In Eurobeca on 8/Agosto/2008 at 00:46

El motivo principal de la eurobeca era pasar 7 semanas en Dublin. Aquí estoy, y la verdad, Dublin no es como me lo imaginaba. La lluvia y el frío deprimen a cualquiera y so dos constantes en Dublin.

Por la mañana al levantarme (tempranito, que no es que esté en un pueblo al lado de Dublin precisamente) siempre está lloviendo, cosa que tiene a mejorar conforme llega la tarde. Cojo un autobús cuya parada está a 3 minutos de mi casa, dispuesto a disrutar del paisaje, pero, vaya, el autobús está empañado hasta las ruedas así que sólo puedo disfrutar de los churretones que caen. A veces, si voy con algún compañero, echamos carreras limpiando el cristal y cronometrando lo que tarda en empañarse de nuevo. Mi record es de ocho segundos.

Al llegar a Dublin tengo que ir a clase, y cuando salgo, por uerte, ya no llueve y hace un día más o menos disfrutable.

En Dublin, la gente, sobretodo los hombres, tienen una actitud muy agresiva, no estoy seguro si sólo contra los extranjeros o en general. Éstos hombres se clasifican en dos grupos mayoritarios, y uno minoritario: los que parecen borrachos, los que parecen salidos de la cárcel, y la gente normal, de la cual hay gente que cree que se están extinguiendo en Dublin.
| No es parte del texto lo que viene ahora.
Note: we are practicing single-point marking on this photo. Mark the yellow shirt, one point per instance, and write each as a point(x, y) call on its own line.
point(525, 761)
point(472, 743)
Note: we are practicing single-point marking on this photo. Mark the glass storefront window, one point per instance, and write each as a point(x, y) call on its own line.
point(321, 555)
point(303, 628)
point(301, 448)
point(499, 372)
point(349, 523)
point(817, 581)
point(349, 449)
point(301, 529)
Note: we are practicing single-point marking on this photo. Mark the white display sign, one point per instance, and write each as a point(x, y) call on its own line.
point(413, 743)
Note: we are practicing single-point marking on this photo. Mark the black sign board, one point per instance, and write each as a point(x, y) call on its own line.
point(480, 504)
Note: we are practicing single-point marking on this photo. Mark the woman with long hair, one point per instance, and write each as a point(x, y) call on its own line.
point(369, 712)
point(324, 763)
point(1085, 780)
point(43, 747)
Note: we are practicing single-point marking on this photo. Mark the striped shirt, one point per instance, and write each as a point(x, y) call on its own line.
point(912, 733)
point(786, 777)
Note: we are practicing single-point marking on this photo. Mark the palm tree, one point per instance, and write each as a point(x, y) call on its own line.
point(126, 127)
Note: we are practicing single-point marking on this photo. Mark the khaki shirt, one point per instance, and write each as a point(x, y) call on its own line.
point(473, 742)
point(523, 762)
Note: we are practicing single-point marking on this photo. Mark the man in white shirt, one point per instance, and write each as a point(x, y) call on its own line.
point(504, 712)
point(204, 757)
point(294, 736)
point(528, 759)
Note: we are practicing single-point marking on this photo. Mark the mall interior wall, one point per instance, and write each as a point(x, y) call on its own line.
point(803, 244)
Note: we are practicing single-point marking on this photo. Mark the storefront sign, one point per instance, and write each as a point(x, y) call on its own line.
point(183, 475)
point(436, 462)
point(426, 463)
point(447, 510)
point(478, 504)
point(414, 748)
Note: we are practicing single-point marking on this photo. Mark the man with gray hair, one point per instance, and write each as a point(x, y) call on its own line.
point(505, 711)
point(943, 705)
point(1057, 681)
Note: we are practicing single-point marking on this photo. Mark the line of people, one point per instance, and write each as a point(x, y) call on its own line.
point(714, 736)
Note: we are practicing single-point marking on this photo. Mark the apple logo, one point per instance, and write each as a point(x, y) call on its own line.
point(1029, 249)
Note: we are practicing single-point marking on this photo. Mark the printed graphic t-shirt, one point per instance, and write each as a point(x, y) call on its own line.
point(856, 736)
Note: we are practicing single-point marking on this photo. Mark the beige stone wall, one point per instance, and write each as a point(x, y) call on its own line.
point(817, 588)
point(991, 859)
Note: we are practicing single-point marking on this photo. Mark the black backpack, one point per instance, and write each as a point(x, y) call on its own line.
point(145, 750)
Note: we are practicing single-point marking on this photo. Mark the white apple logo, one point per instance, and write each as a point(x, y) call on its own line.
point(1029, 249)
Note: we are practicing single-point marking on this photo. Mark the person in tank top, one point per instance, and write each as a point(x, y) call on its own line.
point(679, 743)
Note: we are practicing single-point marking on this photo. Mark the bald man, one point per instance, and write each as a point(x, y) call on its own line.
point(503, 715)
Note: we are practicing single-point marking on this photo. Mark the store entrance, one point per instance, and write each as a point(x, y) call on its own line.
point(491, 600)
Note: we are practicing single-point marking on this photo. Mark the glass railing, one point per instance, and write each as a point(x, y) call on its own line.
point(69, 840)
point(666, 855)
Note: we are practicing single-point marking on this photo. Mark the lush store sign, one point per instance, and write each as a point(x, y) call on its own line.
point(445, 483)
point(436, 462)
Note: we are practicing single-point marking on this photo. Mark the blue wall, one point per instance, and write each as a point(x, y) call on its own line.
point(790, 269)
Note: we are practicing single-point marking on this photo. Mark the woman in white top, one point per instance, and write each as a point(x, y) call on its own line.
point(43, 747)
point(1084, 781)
Con el horario de comidas, se aprovecha el día realmente poco. Normalmente se desayuna fuerte sobre las siete u ocho de la mañana, se come cualquier cosa sobre las 12, y se cena fuerte sobre las seis de la tarde. Viviendo en una urbanización, poco encuentro que hacer a esa hora, aunque también es cierto que suelo quedarme de pintas en algún pub con la gente.

Y eso es algo en lo que Dublin no escatima: Los pubs. Aquí la gente va ciega el día entero, desde por la mañana, e incluso los camareros, que alguno hay que atiende al ritmo que el cuerpo le deja, y sale a tomar el aire más de una vez porque la necesidad impera.

La pinta de Guiness por lo general vale algo más de cuatro euros, mi presupuesto está tiritando ante la perspectiva, y ya he tomado la determinación de que el ritmo que llevo de pinta diaria no puede ser.

La Guiness, por cierto, es la bebida por antonomasia en Irlanda, fabricada en Dublín, tiene un sabor suavecito y un color oscuro precioso. En contra de lo que se cree, no es cerveza, aunque con el gas tiene un sabor parecido.

En cuanto a la organización, es caótica y está empezando a tomar un tono de autogestión y comunismo un tanto oscuro para las monitoras, aunque realmente divertido para los que estamos aquí.

La opinión que me merece Dublin, es que es un sitio precioso para ver un fin de semana, pero está muy fuera de mis preferencias para vivir en él.